Tetapi amanah itu merubah semuanya. Amanah yang sebelumnya diterima
dengan berat hati kami terima dengan penuuh keraguan, takut bercampur aduk berpikir
amanah ini tidak pantas untuk kami. Tetapi seketika hati kami berkata
amanah tidak pernah salah dalam memilih pundak dan Allah tidak akan membebani
seorang hamba di luar kemampunyanya.
Singkat cerita, Saya memutuskan untuk mengembang amanah yang akhwat
sebut ‘ibu’, yah roisahtul gurfa (ketua kamar). Rasanya sangat mustahil diri
yang sangat introvert ini terpilih menjadi ketua kamar. Namun, teringat perkataan salah satu teman kami yang mengatakan “ketika
kita dipilih itu tandanya kita bisa”, dan perkataan
dari ustadzah yang mengatakan “kalau kita merasa tidak pantas dengan
amanah yang dititipkan kepada kita, maka pantaskan diri kita!"
kalimat yang singkat yang membuat saya yakin menerimah amanah ini.
Amanah yang begitu luar biasa serta menguras waktu mulai dari
bangun tidur sampai tidur kembali yang mengharuskan berinteraksi dengan akhwat
yang saya pikir diri ini orang yang sangat introvert mana bisa berinteraksi
sebanyak ini. Oleh karena amanah inilah yang
membentuk karakter saya dari awalnya takut berbicara menjadi berani
apatalagi ketika majelis gurfah yang mau tidak mau harus berbicara,
seketika diri ini selalu memikirkan apa
yang harus kami sampaikan entah itu motivasi atau nasehat kepada akhwat
yang sebenarnya justu diri ini yang sangat butuh nasehat tersebut. Berusaha
memberi mereka semangat padahal sebenarnya diri ini juga sangat butuh untuk
disemangati, yang selalu berusaha kuat padahal rapuh, berusaha menjadi
pendengar terbaik padahal diri ini sangat butuh tempat untuk bercerita tetapi entah
telinga mana yang akan mendengarkan. Ada banyak cerita yang ingin disampaikan
tapi tidak bisa diungkapkan.
Dari banyak kepala dengan sifat yang berbeda-beda
dituntut untuk memahami karakter mereka masing-masing, nyatanya memahami karakter yang
berbeda-beda bukanlah hal yang mudah, itu menjadi
tantangan serta menjadi pengalaman yang berharga. Tetapi justru perbedaan itulah
yang membuat kita satu dan menciptakan keunikan dalam diri setiap orang
sehingga kita bisa saling melengkapi dan menghargai satu sama lain dan justru
perbedaan itulah yang membuat suasa kamar menjadi hidup.

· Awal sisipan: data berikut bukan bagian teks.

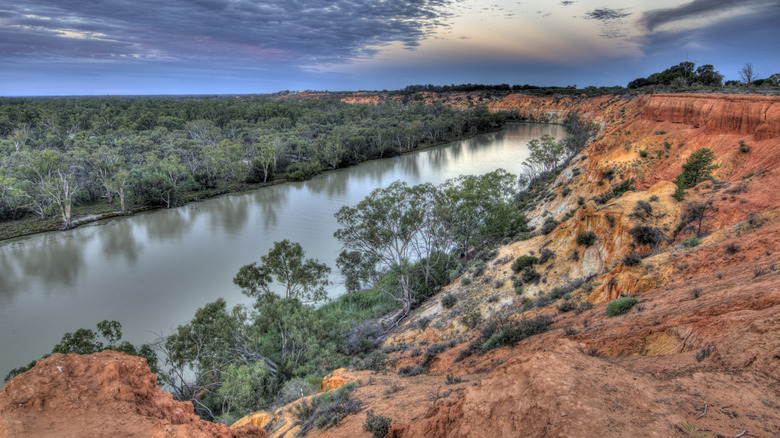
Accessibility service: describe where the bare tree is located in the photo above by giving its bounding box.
[739,62,758,85]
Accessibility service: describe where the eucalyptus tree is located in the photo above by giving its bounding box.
[335,181,442,323]
[440,169,525,258]
[233,239,330,303]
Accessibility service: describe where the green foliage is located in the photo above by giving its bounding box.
[217,362,279,413]
[577,231,596,246]
[458,315,553,360]
[441,294,458,309]
[672,184,685,202]
[623,252,642,266]
[512,254,539,272]
[675,148,719,189]
[5,320,158,382]
[295,383,362,436]
[520,266,539,284]
[460,310,482,329]
[539,216,560,235]
[233,239,330,302]
[628,61,723,89]
[628,225,666,246]
[606,297,639,316]
[363,409,393,438]
[0,97,506,234]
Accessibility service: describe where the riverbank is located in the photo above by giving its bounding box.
[0,124,516,243]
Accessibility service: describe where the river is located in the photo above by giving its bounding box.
[0,123,565,383]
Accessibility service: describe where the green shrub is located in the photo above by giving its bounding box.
[628,225,665,245]
[520,266,539,284]
[623,252,642,266]
[607,297,639,316]
[538,248,555,265]
[540,216,560,234]
[441,294,458,309]
[577,231,596,246]
[295,382,361,435]
[459,315,553,359]
[512,276,523,295]
[558,301,577,313]
[550,287,570,300]
[363,409,393,438]
[512,255,539,272]
[460,310,482,329]
[358,350,390,372]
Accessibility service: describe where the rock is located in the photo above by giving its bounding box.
[0,350,268,438]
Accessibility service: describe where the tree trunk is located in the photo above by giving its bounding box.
[119,186,125,214]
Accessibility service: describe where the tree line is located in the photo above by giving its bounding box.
[0,97,507,228]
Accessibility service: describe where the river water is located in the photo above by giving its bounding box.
[0,123,565,384]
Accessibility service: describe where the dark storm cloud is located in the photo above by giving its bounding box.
[585,8,631,21]
[585,8,631,39]
[0,0,457,64]
[642,4,780,62]
[639,0,777,31]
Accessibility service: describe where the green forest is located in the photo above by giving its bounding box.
[0,90,598,424]
[0,96,508,238]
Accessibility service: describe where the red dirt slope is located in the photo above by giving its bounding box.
[0,350,268,438]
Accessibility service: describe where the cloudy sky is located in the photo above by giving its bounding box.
[0,0,780,96]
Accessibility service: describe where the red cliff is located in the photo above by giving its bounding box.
[0,350,268,438]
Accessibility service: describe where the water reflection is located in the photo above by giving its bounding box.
[14,231,94,295]
[0,125,563,376]
[248,185,289,231]
[140,208,195,243]
[98,219,143,266]
[204,196,250,235]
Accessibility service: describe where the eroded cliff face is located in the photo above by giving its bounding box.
[0,350,268,438]
[332,91,780,438]
[0,93,780,438]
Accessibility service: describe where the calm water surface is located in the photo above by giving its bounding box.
[0,124,564,378]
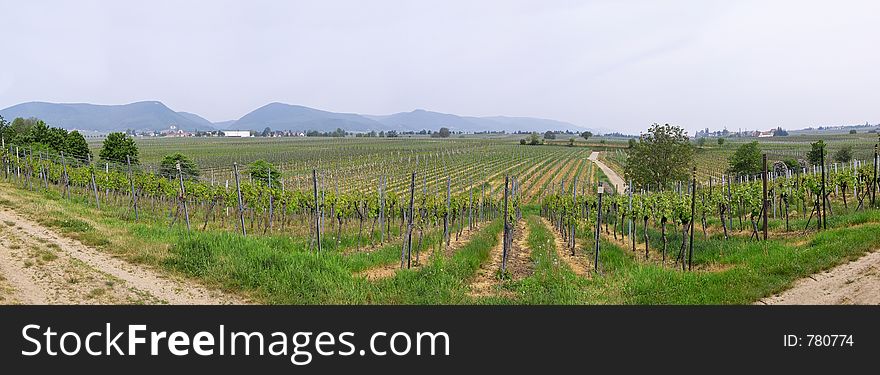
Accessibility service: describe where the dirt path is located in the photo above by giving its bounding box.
[0,209,246,305]
[541,217,592,277]
[468,220,534,297]
[355,222,496,281]
[589,151,626,194]
[758,250,880,305]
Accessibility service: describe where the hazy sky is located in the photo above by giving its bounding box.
[0,0,880,134]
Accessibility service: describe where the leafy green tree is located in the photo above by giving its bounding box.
[807,140,828,165]
[248,159,281,187]
[727,141,764,174]
[834,146,852,163]
[159,152,199,179]
[64,130,92,159]
[624,124,694,187]
[782,158,801,169]
[98,132,140,164]
[581,131,593,141]
[529,132,541,146]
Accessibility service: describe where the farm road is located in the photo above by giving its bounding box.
[0,209,246,305]
[589,151,626,194]
[758,250,880,305]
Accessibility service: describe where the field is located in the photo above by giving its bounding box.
[0,134,880,304]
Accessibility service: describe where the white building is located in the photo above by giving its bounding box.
[223,130,251,138]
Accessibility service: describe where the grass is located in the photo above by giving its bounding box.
[2,179,880,304]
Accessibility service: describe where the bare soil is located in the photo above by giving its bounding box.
[0,208,246,305]
[468,220,534,297]
[757,250,880,305]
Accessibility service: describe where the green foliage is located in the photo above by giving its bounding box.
[807,140,828,165]
[98,132,139,164]
[248,159,281,186]
[624,124,694,187]
[834,146,852,163]
[529,132,541,146]
[159,152,199,179]
[727,141,763,175]
[64,130,92,159]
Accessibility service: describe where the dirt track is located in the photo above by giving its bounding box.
[0,209,246,305]
[758,251,880,305]
[589,151,626,194]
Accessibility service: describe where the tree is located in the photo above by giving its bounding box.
[159,152,199,179]
[727,141,764,174]
[834,146,852,163]
[98,132,139,164]
[807,140,828,165]
[248,159,281,186]
[782,158,801,169]
[529,132,541,146]
[581,131,593,141]
[624,124,694,187]
[64,130,92,159]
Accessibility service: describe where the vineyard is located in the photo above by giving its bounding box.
[0,138,880,304]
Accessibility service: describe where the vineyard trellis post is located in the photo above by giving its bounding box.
[501,175,510,277]
[871,142,880,207]
[688,164,696,271]
[125,155,140,222]
[60,152,70,199]
[819,144,828,229]
[232,162,247,236]
[760,154,767,241]
[88,154,101,210]
[312,169,321,252]
[593,182,604,273]
[177,162,189,232]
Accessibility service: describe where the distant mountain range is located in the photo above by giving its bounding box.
[0,101,602,133]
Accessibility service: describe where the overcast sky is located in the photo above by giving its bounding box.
[0,0,880,134]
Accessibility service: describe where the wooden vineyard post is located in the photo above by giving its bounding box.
[569,176,577,255]
[232,163,247,236]
[819,144,828,229]
[125,155,140,221]
[266,167,274,232]
[61,151,70,199]
[688,167,696,271]
[443,176,452,250]
[760,154,767,241]
[312,169,321,252]
[400,172,416,268]
[87,155,101,210]
[177,162,189,232]
[501,175,510,277]
[871,144,880,207]
[593,182,605,273]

Setiap masalah yang datang saya anggap itu sebagai bumbu-bumbu
kehidupan karena suka dan duka, tawa dan tangis adalah sunnatullah yang
menjadi rona dalam kehidupan. Tidak ada manusia yang akan terus merasa senang,
juga tidak ada manusia yang akan terus merasa susah. Keadaan
tidak selalu baik-baik saja, Maka jadikan syukur sebagai penghias diri, dan sabar menjadi
penguatnya. Karena dengan dua perkara itu, setiap keadaan apapun yang menimpa,
menjadi kebaikan bagi kita.
Dari hal tersebutlah saya belajar amanah butuh hati yang sabar dan
jiwa yang ikhlas karena ketika kita memilih menjadi pohon yang tinggi siaplah
menerjang angin yang kencang.
Jangan lupa Libatkan Allah di Setiap perjalanannya kita!